Jack Nicholson & Carolyn Mitchell in THe Cry Baby Killer (1958) Rooney & Carolyn aka Barbara Thomson
The Cry Baby Killer (1958) is not a good movie but it has historical interest. It was Jack Nicholson’s first big-screen appearance and it was the final one for Carolyn Mitchell. She was the fifth wife of actor Mickey Rooney, a 21 year-old beauty who, tragically, would be murdered before her 30th birthday. She and Rooney had four children but his philandering led to her taking a lover in retaliation. Milos Milosevics was a 24 year-old Yugoslavian actor, a friend of French star Alain Delon. When Carolyn threatened to end their affair and return to Rooney, Milos shot her through the face and then put the gun to his own head
When 71 year-old John Houseman won the Best Supporting Actor Academy Award for The Paper Chase in 1973, most people in the industry assumed his win was just reward for a lifetime on the screen. In fact, prior to appearing in that movie his total screen credits consisted of a) playing a Keystone Cop in Too Much Johnson (1938) and an uncredited bit as Vice-Admiral Farley Barnswell in Seven Days in May (1964). And that was it! His main claim to fame was co-founding the Mercury Theatre with Orson Welles in the thirties.

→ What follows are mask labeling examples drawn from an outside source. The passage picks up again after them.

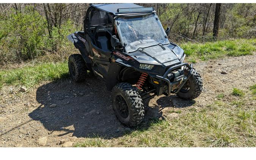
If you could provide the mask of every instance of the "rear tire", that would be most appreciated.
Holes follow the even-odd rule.
[[[192,69],[190,77],[183,86],[177,95],[185,100],[192,100],[198,97],[203,89],[203,80],[200,74],[194,69]],[[189,70],[187,67],[184,68],[185,74],[187,75]]]
[[[113,110],[123,124],[135,127],[144,117],[142,99],[136,88],[127,83],[121,83],[112,89],[111,96]]]
[[[72,81],[80,82],[84,81],[87,72],[85,62],[80,54],[71,55],[68,58],[68,69]]]

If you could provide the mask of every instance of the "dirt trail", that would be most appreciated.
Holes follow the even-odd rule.
[[[248,90],[256,83],[255,54],[199,62],[194,67],[203,78],[199,97],[186,101],[175,95],[156,96],[150,101],[144,123],[152,118],[168,118],[167,111],[173,107],[190,107],[194,104],[201,107],[219,93],[229,95],[233,87]],[[221,74],[224,70],[227,74]],[[0,146],[60,146],[62,140],[74,143],[94,134],[105,139],[122,136],[124,130],[130,129],[116,118],[105,86],[99,78],[89,77],[82,83],[63,80],[44,83],[28,93],[0,95]],[[255,102],[247,103],[255,107]],[[50,108],[52,104],[56,107]]]

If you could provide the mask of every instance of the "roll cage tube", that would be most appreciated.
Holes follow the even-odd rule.
[[[152,16],[151,16],[150,15],[152,15]],[[143,27],[141,28],[141,29],[140,29],[138,30],[139,28],[140,28],[139,27],[140,24],[138,24],[137,22],[139,20],[137,19],[138,18],[140,18],[139,17],[141,16],[141,18],[143,19],[141,22],[144,23],[141,24],[142,27],[143,27],[144,25],[148,26],[148,22],[147,22],[147,21],[146,20],[146,19],[149,19],[149,20],[153,20],[154,18],[155,18],[157,20],[157,21],[155,23],[154,21],[152,21],[152,22],[154,22],[154,25],[156,26],[155,27],[156,28],[159,28],[159,29],[155,30],[152,29],[153,30],[153,33],[150,33],[150,31],[147,31],[147,30],[143,30],[142,29]],[[146,16],[144,18],[144,16]],[[149,47],[150,46],[148,45],[149,45],[149,44],[152,44],[152,43],[149,43],[148,41],[155,41],[155,44],[160,43],[165,44],[170,43],[167,38],[167,36],[166,35],[162,25],[161,22],[159,21],[158,17],[154,13],[150,13],[149,14],[137,14],[136,16],[133,15],[132,16],[130,17],[130,18],[128,17],[130,16],[122,15],[115,17],[114,18],[115,24],[118,33],[118,35],[121,36],[119,37],[121,42],[122,45],[125,49],[125,50],[128,53],[134,52],[140,48],[144,48]],[[132,17],[134,17],[134,19],[133,20]],[[119,19],[121,19],[119,20]],[[124,25],[124,26],[131,26],[130,25],[132,25],[131,26],[132,26],[132,25],[133,25],[133,27],[132,27],[133,28],[136,30],[141,36],[145,35],[144,35],[146,36],[145,38],[147,38],[148,39],[146,39],[143,38],[143,39],[140,39],[139,40],[137,40],[137,41],[135,41],[133,38],[134,36],[129,34],[127,35],[127,32],[126,31],[126,30],[127,31],[127,29],[126,29],[123,27],[122,28],[122,27],[120,25],[121,23],[122,24],[122,25]],[[131,24],[130,25],[130,24]],[[131,27],[130,27],[130,28]],[[153,27],[152,28],[156,28],[156,27]],[[132,30],[134,32],[134,30]],[[142,42],[141,44],[142,45],[141,46],[137,46],[137,45],[134,43],[136,41],[138,41],[139,42],[141,41],[141,42]],[[143,45],[144,46],[143,46]]]

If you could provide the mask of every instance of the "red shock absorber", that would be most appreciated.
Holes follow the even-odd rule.
[[[146,80],[148,77],[148,75],[146,73],[142,73],[141,75],[139,78],[139,80],[137,82],[137,84],[136,84],[136,87],[137,88],[140,90],[141,89],[141,87],[143,86],[143,85],[144,84]]]

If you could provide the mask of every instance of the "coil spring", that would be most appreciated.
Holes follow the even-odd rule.
[[[141,74],[138,82],[137,82],[137,84],[136,84],[136,87],[137,87],[137,88],[140,90],[142,89],[141,87],[142,87],[142,86],[143,86],[143,85],[144,84],[146,80],[148,77],[148,75],[146,73],[142,73]]]

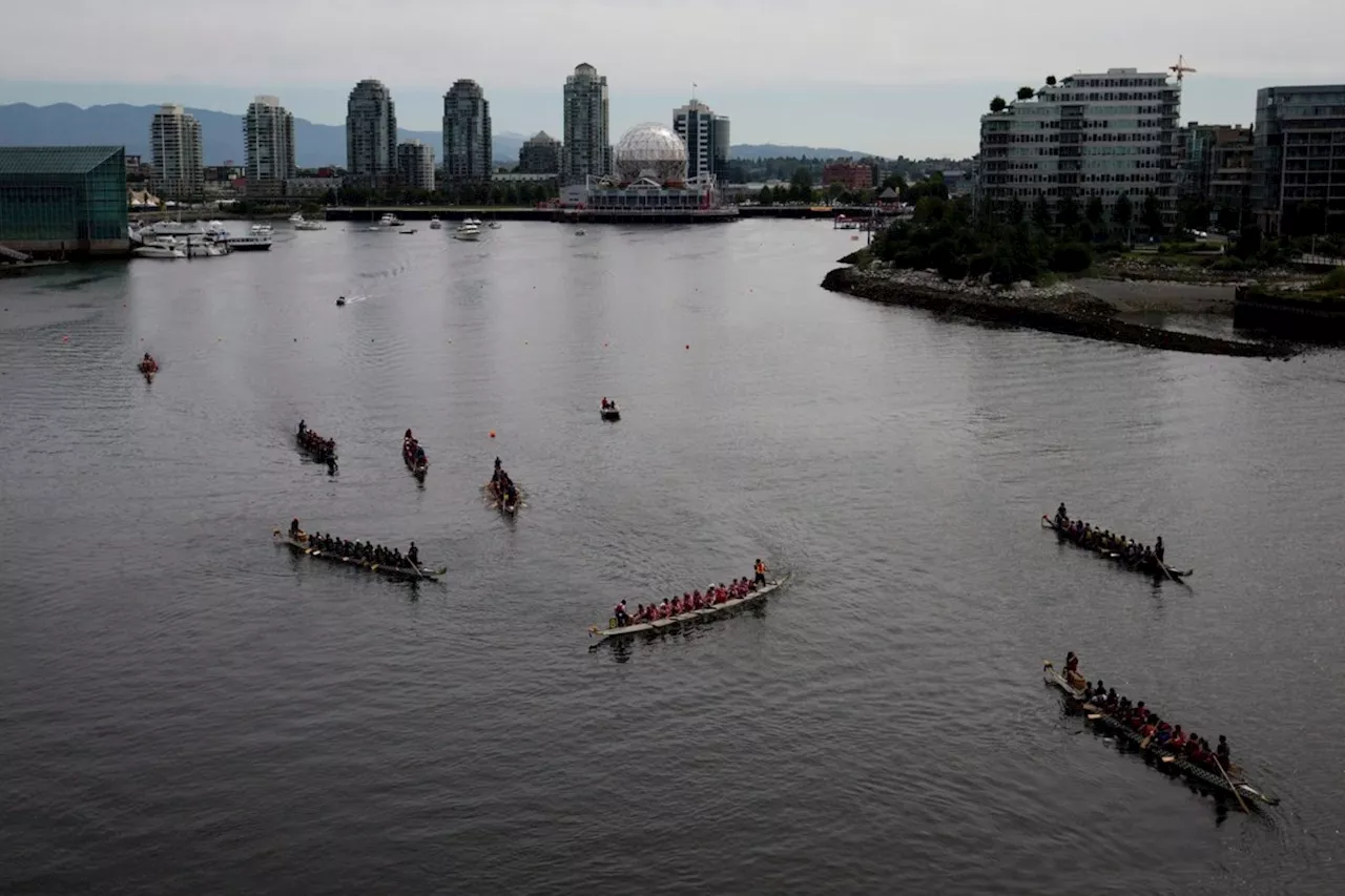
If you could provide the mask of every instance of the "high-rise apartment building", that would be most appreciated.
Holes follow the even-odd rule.
[[[249,196],[280,196],[295,176],[295,116],[276,97],[260,96],[243,116]]]
[[[729,165],[729,120],[699,100],[672,110],[672,130],[686,144],[686,176],[714,175]]]
[[[204,188],[200,122],[182,106],[165,102],[149,121],[149,147],[155,156],[151,188],[161,199],[190,199]]]
[[[350,91],[346,171],[360,186],[387,186],[397,176],[397,106],[382,81],[366,78]]]
[[[607,77],[586,62],[565,78],[565,135],[561,147],[561,183],[584,183],[589,175],[612,172],[608,132]]]
[[[1153,195],[1163,223],[1177,218],[1181,83],[1166,73],[1108,69],[1073,74],[981,117],[978,204],[1002,213],[1018,199],[1072,196],[1080,211],[1127,196],[1138,222]]]
[[[397,183],[412,190],[433,190],[434,147],[420,140],[398,144]]]
[[[1181,135],[1178,192],[1209,203],[1210,218],[1251,223],[1252,129],[1243,125],[1188,122]]]
[[[561,170],[561,141],[538,130],[518,148],[518,174],[549,174]]]
[[[444,94],[444,176],[490,180],[491,168],[491,104],[479,83],[461,78]]]
[[[1256,91],[1252,206],[1270,234],[1345,227],[1345,85]]]

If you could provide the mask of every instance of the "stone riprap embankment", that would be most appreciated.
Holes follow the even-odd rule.
[[[940,315],[1149,348],[1243,358],[1287,358],[1294,354],[1283,344],[1237,342],[1127,323],[1116,318],[1116,308],[1111,303],[1069,283],[1050,287],[1032,287],[1028,283],[1011,288],[991,287],[979,281],[947,281],[932,272],[896,270],[874,262],[866,268],[837,268],[822,280],[822,287]]]

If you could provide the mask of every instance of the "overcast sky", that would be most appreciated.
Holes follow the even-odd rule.
[[[612,137],[698,96],[734,143],[971,155],[995,93],[1185,54],[1182,117],[1248,124],[1255,90],[1345,82],[1341,0],[4,0],[0,102],[182,102],[277,94],[340,124],[360,78],[404,128],[437,130],[473,78],[498,132],[560,133],[561,83],[607,75]]]

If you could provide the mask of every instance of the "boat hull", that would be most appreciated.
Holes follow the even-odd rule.
[[[331,564],[339,564],[342,566],[351,566],[354,569],[362,569],[364,572],[371,572],[375,576],[383,576],[385,578],[395,578],[398,581],[420,581],[421,578],[428,578],[430,581],[437,581],[440,576],[448,572],[447,566],[440,566],[437,569],[429,566],[420,566],[420,572],[413,569],[410,565],[406,566],[387,566],[383,564],[370,564],[355,557],[342,557],[339,554],[330,554],[323,550],[313,550],[304,541],[295,541],[286,533],[274,529],[272,530],[272,538],[276,544],[285,545],[297,554],[304,554],[312,557],[313,560],[325,560]]]
[[[518,513],[518,506],[523,503],[523,490],[518,488],[518,486],[514,486],[514,488],[516,490],[514,500],[506,500],[504,495],[500,494],[500,490],[495,487],[495,482],[491,480],[486,483],[486,496],[490,498],[492,507],[499,510],[502,514],[512,517]]]
[[[1100,548],[1092,548],[1092,546],[1088,546],[1088,545],[1080,545],[1077,541],[1075,541],[1073,538],[1071,538],[1060,526],[1057,526],[1056,521],[1052,519],[1050,517],[1048,517],[1046,514],[1041,515],[1041,527],[1042,529],[1050,529],[1052,531],[1056,533],[1056,535],[1061,541],[1068,541],[1075,548],[1079,548],[1081,550],[1091,550],[1092,553],[1098,554],[1099,557],[1104,557],[1107,560],[1115,560],[1120,566],[1123,566],[1126,569],[1130,569],[1130,570],[1138,572],[1138,573],[1145,573],[1146,576],[1153,576],[1154,578],[1171,578],[1173,581],[1178,581],[1180,583],[1182,578],[1185,578],[1188,576],[1192,576],[1196,572],[1194,569],[1186,569],[1186,570],[1176,569],[1173,566],[1169,566],[1167,564],[1163,564],[1162,568],[1153,566],[1153,565],[1145,565],[1145,564],[1132,564],[1132,562],[1128,562],[1124,557],[1122,557],[1120,554],[1118,554],[1114,550],[1103,550]]]
[[[312,431],[309,429],[308,432],[312,432]],[[316,460],[319,463],[324,464],[328,460],[336,460],[336,451],[335,451],[335,448],[332,451],[309,448],[308,444],[304,443],[303,436],[299,436],[297,433],[295,435],[295,444],[299,445],[299,449],[301,452],[304,452],[305,455],[308,455],[309,457],[312,457],[313,460]]]
[[[1184,757],[1178,757],[1174,752],[1159,747],[1155,743],[1145,744],[1145,739],[1139,736],[1139,732],[1132,729],[1130,725],[1122,722],[1120,720],[1112,718],[1111,716],[1103,713],[1098,706],[1087,702],[1084,700],[1083,692],[1073,687],[1065,678],[1056,671],[1052,663],[1045,663],[1042,667],[1042,677],[1048,685],[1057,687],[1064,692],[1067,700],[1071,701],[1077,709],[1088,714],[1088,721],[1107,733],[1115,736],[1118,740],[1132,744],[1138,751],[1146,755],[1146,759],[1155,759],[1158,767],[1163,771],[1171,774],[1180,774],[1212,791],[1225,794],[1228,796],[1233,795],[1233,787],[1237,788],[1237,795],[1244,800],[1251,800],[1255,803],[1264,803],[1267,806],[1278,806],[1279,798],[1271,796],[1264,791],[1254,787],[1245,779],[1237,774],[1237,767],[1231,766],[1233,774],[1229,775],[1228,780],[1217,771],[1209,771],[1196,766],[1194,763],[1186,761]],[[1098,716],[1098,718],[1091,718],[1091,716]],[[1170,759],[1165,759],[1170,757]]]
[[[617,628],[616,620],[611,619],[608,620],[607,628],[599,628],[597,626],[590,627],[589,636],[597,638],[599,643],[601,643],[612,639],[635,638],[636,635],[658,635],[659,632],[681,628],[682,626],[694,626],[697,623],[707,622],[718,616],[728,616],[734,611],[759,604],[764,601],[768,595],[783,588],[787,581],[790,581],[790,577],[781,576],[775,581],[768,581],[761,585],[746,597],[736,597],[733,600],[726,600],[722,604],[714,604],[713,607],[706,607],[703,609],[693,609],[667,619],[658,619],[651,623],[639,623]]]

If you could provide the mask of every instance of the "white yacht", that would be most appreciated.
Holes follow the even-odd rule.
[[[252,233],[246,237],[217,238],[229,246],[230,252],[262,252],[270,249],[270,231]]]
[[[145,245],[139,246],[133,250],[133,254],[139,258],[186,258],[187,253],[182,250],[180,244],[172,237],[152,237],[145,241]]]

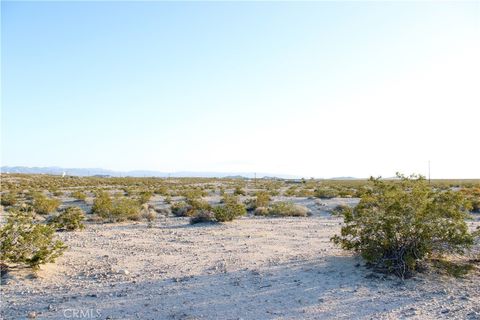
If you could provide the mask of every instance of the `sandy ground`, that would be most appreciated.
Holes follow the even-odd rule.
[[[341,221],[244,217],[89,224],[60,233],[69,250],[37,278],[4,279],[4,319],[480,319],[480,272],[404,282],[372,273],[330,237]],[[319,207],[321,207],[319,209]],[[469,222],[480,224],[479,219]],[[35,314],[33,314],[35,313]]]

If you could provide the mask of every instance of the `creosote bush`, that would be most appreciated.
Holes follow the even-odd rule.
[[[49,214],[57,210],[60,206],[60,200],[47,198],[42,193],[35,194],[33,198],[33,208],[38,214]]]
[[[240,203],[235,196],[225,195],[223,198],[224,205],[213,207],[215,219],[218,222],[232,221],[233,219],[243,216],[247,213],[245,205]]]
[[[141,206],[136,199],[122,196],[112,199],[107,192],[99,192],[92,207],[92,213],[109,222],[140,220],[140,211]]]
[[[0,195],[2,206],[14,206],[17,203],[17,195],[13,192]]]
[[[271,200],[270,194],[268,194],[268,192],[265,192],[265,191],[257,192],[257,196],[255,198],[255,208],[268,207],[270,200]]]
[[[198,210],[194,216],[190,218],[190,224],[215,222],[215,214],[210,210]]]
[[[268,215],[272,216],[306,217],[308,213],[308,208],[293,202],[275,202],[268,209]]]
[[[431,257],[463,253],[474,237],[460,192],[431,188],[423,177],[399,178],[372,178],[373,187],[358,206],[342,210],[345,225],[332,240],[360,253],[377,270],[405,278]]]
[[[33,213],[14,209],[0,229],[0,249],[2,263],[38,269],[41,264],[54,262],[66,246],[55,238],[53,227],[36,224]]]
[[[85,219],[85,213],[79,207],[68,207],[58,216],[53,217],[48,224],[56,228],[57,230],[83,230],[85,225],[83,220]]]
[[[87,195],[85,194],[85,192],[82,192],[80,190],[72,192],[71,196],[72,196],[72,198],[75,198],[75,199],[80,200],[80,201],[85,201],[85,199],[87,199]]]
[[[193,207],[186,202],[175,202],[171,208],[172,214],[176,217],[189,217],[193,214]]]

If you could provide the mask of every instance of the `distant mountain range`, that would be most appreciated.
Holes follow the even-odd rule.
[[[254,178],[253,172],[160,172],[150,170],[133,170],[133,171],[113,171],[101,168],[61,168],[61,167],[1,167],[2,173],[27,173],[27,174],[51,174],[62,175],[65,173],[70,176],[111,176],[111,177],[192,177],[192,178]],[[257,172],[257,178],[275,177],[281,179],[299,179],[299,176],[285,174],[271,174]]]

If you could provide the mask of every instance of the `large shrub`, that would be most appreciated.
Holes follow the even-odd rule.
[[[275,202],[268,209],[268,215],[273,216],[306,217],[308,214],[308,208],[293,202]]]
[[[474,239],[461,193],[432,189],[422,177],[399,178],[371,179],[373,187],[358,206],[342,211],[345,225],[332,240],[377,269],[404,278],[432,255],[463,253]]]
[[[80,201],[85,201],[85,199],[87,199],[87,195],[85,194],[85,192],[80,191],[80,190],[72,192],[71,196],[72,196],[72,198],[75,198],[75,199],[80,200]]]
[[[113,201],[110,195],[105,191],[97,193],[93,200],[92,213],[98,214],[100,217],[108,216],[113,209]]]
[[[171,208],[172,213],[176,217],[189,217],[192,216],[195,212],[193,207],[186,202],[175,202],[172,204]]]
[[[106,192],[100,192],[93,201],[92,213],[109,222],[120,222],[127,219],[140,220],[141,206],[136,199],[117,196],[111,198]]]
[[[60,206],[60,200],[47,198],[42,193],[35,194],[33,198],[33,208],[38,214],[49,214],[57,210]]]
[[[85,228],[83,224],[84,219],[85,214],[82,209],[79,207],[68,207],[58,216],[53,217],[49,224],[57,230],[82,230]]]
[[[0,195],[2,206],[14,206],[17,203],[17,195],[13,192]]]
[[[258,207],[268,207],[270,203],[270,194],[265,191],[257,192],[257,197],[255,198],[255,208]]]
[[[10,210],[7,223],[0,229],[0,260],[2,263],[26,264],[38,268],[54,262],[66,246],[55,239],[55,229],[34,223],[33,213]]]
[[[320,199],[331,199],[338,197],[338,191],[328,187],[317,188],[313,192],[314,196]]]
[[[218,222],[232,221],[233,219],[247,213],[245,205],[240,203],[237,197],[225,196],[223,203],[224,205],[213,208],[215,219]]]

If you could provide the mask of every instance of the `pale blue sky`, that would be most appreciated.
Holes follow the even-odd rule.
[[[479,3],[2,1],[2,165],[480,178]]]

Kenneth Taylor (L) and George Welch – Pearl Harbor heroes
In the 2001 gung-ho flag waver Pearl Harbor, Ben Affleck and Josh Hartnett portray two American fliers based loosely on real life heroes Kenneth Taylor and George Welch, who managed to get their P-40 aircraft off the ground during the December 7, 1941 Japanese attack on Hawaii. With extraordinary courage they took on the Japanese strike force consisting of hundreds of aircraft and shot down eight of them (four apiece). Nominated for the Medal of Honor, the two men had to settle for DFC’s after senior officers disgracefully argued that they ‘had taken off without proper authorization.’ Welch would be later killed as a test pilot at 36.
Walt Disney’s brother Roy issued thousands of Pollyanna Photo Locket Necklaces, each one containing the following quote attributed to Abe Lincoln in the movie Pollyanna (1960) – ‘When you look for the bad in mankind, expecting to find it, you surely will.’ Director/screenwriter David Swift rushed to Walt and asked him to withdraw the lockets at once because Abe had never said it. Swift had simply made the quote up.
Nigel Green as Colour-Sgt Bourne in Zulu (1964) The real Frank Bourne
In the classic 1964 film Zulu, Nigel Green portrayed Colour Sergeant Bourne although he was considerably older than the real Bourne who was just 24 at the time of the defence of Rorke’s Drift in 1879. Eleven Victoria Crosses were awarded, a record for a single action, yet the number could have risen to twelve if Bourne had not opted for a commission in preference to a VC. He was the last defender to die when he passed away in 1945 at the age of 91. It might interest the reader to know that only seventeen British soldiers perished at Rorke’s Drift that day, and most of those were wounded men trapped in the wooden hospital building when the Zulus burnt it to the ground.